Reporting of side effects
If you experience any side effect, including those not listed in this leaflet, talk to your doctor or pharmacist. You can also report side effects directly via the national reporting system at the following website: http://www.agenziafarmaco.gov.it/content/come-segnalare-una-sospetta-reazione-avversa. By reporting side effects, you can help provide more information on the safety of this medicine.

5. How to store ERITROMICINA LATTOBIONATO FISIOPHARMA

Keep this medicine out of the sight and reach of children.
Do not use this medicine after the expiry date stated on the packaging after "Exp.".
The expiry date refers to the last day of that month.
Do not store above 30°C.
Keep in the original packaging.
Do not dispose of any medicine via wastewater or household waste. Ask your pharmacist how to dispose of medicines you no longer use. This will help protect the environment.

6. Package contents and other information

What ERITROMICINA LATTOBIONATO FISIOPHARMA 500 mg/10 ml powder and solvent for injectable solution contains

  • The active substance is erythromycin lactobionate. One vial of powder contains 744.1 mg of erythromycin lactobionate, equivalent to 500 mg of erythromycin.
  • The other component is water for injections. One solvent ampoule contains water for injections up to 10 ml.

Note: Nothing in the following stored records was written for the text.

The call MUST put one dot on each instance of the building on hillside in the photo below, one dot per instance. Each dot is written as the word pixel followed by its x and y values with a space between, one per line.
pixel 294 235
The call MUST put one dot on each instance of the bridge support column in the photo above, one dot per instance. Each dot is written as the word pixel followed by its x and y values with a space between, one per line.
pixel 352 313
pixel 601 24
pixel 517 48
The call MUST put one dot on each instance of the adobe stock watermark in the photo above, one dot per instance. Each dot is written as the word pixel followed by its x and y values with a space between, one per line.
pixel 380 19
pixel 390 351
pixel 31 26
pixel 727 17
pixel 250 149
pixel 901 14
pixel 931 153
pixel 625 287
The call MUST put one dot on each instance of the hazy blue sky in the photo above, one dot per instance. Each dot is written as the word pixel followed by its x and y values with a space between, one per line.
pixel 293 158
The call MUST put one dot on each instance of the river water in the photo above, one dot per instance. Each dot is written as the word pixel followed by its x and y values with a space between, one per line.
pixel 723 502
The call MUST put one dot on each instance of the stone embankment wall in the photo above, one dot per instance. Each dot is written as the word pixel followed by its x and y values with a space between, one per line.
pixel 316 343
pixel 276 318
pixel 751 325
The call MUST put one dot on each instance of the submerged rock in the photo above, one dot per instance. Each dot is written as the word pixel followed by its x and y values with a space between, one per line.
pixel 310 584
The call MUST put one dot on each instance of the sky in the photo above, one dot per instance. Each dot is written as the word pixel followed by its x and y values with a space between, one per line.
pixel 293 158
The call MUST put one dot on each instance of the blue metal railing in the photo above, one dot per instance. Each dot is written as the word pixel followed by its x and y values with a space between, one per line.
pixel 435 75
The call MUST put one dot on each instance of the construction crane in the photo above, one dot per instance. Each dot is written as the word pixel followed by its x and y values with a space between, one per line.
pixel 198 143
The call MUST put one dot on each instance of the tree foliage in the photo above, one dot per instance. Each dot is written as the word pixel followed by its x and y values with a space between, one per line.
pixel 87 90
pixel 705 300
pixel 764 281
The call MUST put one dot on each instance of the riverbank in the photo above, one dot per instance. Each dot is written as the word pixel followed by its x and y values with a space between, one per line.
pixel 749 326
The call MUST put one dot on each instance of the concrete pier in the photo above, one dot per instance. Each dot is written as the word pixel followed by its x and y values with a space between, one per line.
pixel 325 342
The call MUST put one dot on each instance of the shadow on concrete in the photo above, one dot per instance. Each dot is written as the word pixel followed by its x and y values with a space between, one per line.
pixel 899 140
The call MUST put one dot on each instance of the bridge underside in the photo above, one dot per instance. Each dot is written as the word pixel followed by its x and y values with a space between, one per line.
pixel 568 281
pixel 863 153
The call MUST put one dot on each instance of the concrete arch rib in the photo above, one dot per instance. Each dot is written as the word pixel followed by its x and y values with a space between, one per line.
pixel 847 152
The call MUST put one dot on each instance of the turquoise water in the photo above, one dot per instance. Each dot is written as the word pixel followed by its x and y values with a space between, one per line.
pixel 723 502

What ERITROMICINA LATTOBIONATO FISIOPHARMA 1 g/20 ml powder and solvent for injectable solution contains

  • The active substance is erythromycin lactobionate. One vial of powder contains 1488.2 mg of erythromycin lactobionate, equivalent to 1000 mg of erythromycin.
  • The other component is water for injections. One solvent ampoule contains water for injections up to 20 ml.

Description of the appearance of ERITROMICINA LATTOBIONATO FISIOPHARMA and contents of the pack

Pack containing 1 vial of 500 mg powder and 1 ampoule of 10 ml solvent.
Pack containing 1 vial of 1 g powder and 1 ampoule of 20 ml solvent.

Marketing Authorization Holder and Manufacturer
Fisiopharma S.r.l. – Industrial area – 84020 Palomonte (SA) – Italy.